O parlamentar endereçou um recado aos prefeitos que reclamam da demora nos pagamentos e defendeu que a interlocução entre representantes locais e deputados é essencial para fazer chegar recursos “à ponta”. Na lista de ações que, segundo ele, beneficiaram as cidades, Motta citou avanços na segurança pública, programas de saúde com carretas itinerantes, o Marco Legal do Transporte Público e a PEC 66, que estabeleceu limites para o pagamento de precatórios.

A defesa pública das emendas ocorre em meio a um debate maior sobre transparência, eficiência e pressão por recursos que afetam o equilíbrio fiscal. Embora Motta ressalte o alívio trazido pela PEC 66, a exigência de atender demandas municipais por meio de emendas expõe uma tensão real entre a necessidade de investimentos locais e as restrições orçamentárias atuais. Prefeitos que afirmam enfrentar atrasos permanecem como indicador de que a operacionalização dos repasses ainda não resolve a liquidez na ponta.

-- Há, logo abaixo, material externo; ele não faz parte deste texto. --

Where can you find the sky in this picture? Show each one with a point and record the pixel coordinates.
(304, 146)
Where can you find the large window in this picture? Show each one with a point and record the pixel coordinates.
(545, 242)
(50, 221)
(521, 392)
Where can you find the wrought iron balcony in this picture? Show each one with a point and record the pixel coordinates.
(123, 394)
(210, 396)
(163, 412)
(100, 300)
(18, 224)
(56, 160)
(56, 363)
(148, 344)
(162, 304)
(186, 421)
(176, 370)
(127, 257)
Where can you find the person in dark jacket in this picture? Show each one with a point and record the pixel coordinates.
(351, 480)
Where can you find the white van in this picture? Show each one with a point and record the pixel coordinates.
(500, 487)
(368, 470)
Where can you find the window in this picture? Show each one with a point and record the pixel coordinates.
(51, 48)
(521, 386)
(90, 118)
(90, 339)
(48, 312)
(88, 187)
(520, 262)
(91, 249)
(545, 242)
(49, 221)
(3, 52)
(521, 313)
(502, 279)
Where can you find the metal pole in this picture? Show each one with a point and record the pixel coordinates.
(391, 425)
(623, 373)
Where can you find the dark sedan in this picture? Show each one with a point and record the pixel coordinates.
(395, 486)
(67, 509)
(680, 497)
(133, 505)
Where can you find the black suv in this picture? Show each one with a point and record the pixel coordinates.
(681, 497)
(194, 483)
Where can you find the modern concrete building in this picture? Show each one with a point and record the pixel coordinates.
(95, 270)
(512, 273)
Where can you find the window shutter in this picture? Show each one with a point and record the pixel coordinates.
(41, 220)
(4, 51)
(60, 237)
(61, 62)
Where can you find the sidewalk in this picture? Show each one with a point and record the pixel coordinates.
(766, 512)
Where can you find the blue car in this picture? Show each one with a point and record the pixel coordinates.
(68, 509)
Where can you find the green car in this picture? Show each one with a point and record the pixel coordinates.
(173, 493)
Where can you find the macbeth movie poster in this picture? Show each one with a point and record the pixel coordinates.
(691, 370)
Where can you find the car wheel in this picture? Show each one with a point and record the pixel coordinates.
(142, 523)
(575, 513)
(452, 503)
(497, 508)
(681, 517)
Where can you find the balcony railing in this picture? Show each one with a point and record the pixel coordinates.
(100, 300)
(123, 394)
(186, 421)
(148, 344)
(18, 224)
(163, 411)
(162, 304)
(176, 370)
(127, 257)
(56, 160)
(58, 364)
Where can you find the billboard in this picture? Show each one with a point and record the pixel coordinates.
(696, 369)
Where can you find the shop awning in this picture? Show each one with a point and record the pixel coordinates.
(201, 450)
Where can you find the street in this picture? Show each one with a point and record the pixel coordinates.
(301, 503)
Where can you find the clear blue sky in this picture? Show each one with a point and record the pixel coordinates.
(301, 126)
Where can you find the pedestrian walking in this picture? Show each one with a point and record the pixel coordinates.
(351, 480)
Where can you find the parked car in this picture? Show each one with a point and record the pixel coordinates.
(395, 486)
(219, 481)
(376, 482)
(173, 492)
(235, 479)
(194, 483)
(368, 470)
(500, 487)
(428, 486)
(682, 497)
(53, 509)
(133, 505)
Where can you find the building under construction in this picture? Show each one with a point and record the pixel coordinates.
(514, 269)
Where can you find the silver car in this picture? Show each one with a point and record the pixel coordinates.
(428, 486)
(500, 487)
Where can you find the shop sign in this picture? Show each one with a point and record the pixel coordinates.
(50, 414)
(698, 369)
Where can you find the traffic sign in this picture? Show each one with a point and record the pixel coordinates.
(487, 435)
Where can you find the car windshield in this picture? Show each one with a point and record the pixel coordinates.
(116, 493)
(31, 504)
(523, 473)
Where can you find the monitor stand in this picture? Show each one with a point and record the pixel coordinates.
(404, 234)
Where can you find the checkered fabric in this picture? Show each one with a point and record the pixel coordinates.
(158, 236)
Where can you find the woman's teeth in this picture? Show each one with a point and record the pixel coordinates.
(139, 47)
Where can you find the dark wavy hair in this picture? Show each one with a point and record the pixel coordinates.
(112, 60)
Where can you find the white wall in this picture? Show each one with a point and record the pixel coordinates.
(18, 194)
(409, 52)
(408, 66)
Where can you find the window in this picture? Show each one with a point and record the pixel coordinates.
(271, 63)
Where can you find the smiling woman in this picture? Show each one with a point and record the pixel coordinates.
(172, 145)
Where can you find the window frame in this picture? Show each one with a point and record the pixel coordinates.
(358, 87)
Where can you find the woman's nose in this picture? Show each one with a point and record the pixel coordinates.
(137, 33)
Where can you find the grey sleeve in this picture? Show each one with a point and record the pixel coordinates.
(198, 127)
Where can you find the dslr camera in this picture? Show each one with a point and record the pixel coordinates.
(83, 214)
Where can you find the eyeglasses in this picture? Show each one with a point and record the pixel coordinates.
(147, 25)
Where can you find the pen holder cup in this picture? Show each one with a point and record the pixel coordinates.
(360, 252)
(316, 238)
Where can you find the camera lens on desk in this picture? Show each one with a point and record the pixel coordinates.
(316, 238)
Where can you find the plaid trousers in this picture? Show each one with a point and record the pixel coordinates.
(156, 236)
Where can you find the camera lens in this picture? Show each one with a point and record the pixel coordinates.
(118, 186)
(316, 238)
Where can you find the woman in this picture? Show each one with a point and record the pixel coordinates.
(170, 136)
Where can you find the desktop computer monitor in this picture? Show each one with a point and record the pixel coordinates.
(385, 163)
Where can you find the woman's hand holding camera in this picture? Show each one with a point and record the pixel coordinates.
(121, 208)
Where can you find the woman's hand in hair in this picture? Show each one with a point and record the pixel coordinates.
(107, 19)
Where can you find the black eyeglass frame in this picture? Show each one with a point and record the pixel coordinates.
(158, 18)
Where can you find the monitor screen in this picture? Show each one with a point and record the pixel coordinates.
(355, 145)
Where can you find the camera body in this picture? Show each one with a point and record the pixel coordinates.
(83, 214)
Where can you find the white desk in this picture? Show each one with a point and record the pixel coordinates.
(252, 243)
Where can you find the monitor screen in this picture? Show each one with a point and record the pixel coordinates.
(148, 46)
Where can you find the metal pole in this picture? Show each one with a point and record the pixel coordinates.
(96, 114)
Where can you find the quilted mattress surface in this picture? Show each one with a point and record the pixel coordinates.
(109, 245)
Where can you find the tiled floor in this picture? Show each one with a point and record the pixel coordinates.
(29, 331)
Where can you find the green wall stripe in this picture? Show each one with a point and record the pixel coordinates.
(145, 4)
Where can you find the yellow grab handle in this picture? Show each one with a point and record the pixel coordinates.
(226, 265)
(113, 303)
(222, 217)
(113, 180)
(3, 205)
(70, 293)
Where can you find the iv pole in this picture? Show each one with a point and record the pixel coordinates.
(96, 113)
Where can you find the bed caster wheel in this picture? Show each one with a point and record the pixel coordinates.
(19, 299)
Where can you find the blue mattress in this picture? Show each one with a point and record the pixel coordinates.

Politicamente, a intervenção de Motta busca consolidar a imagem da Câmara como defensora do municipalismo e blindar o instrumento das críticas; ao mesmo tempo, amplia a agenda de cobrança por liberação de recursos, o que pode complicar a discussão orçamentária federal. O discurso atende a prefeitos e a bancada de apoio, mas reforça o debate sobre a conciliação entre demandas locais e responsabilidade fiscal.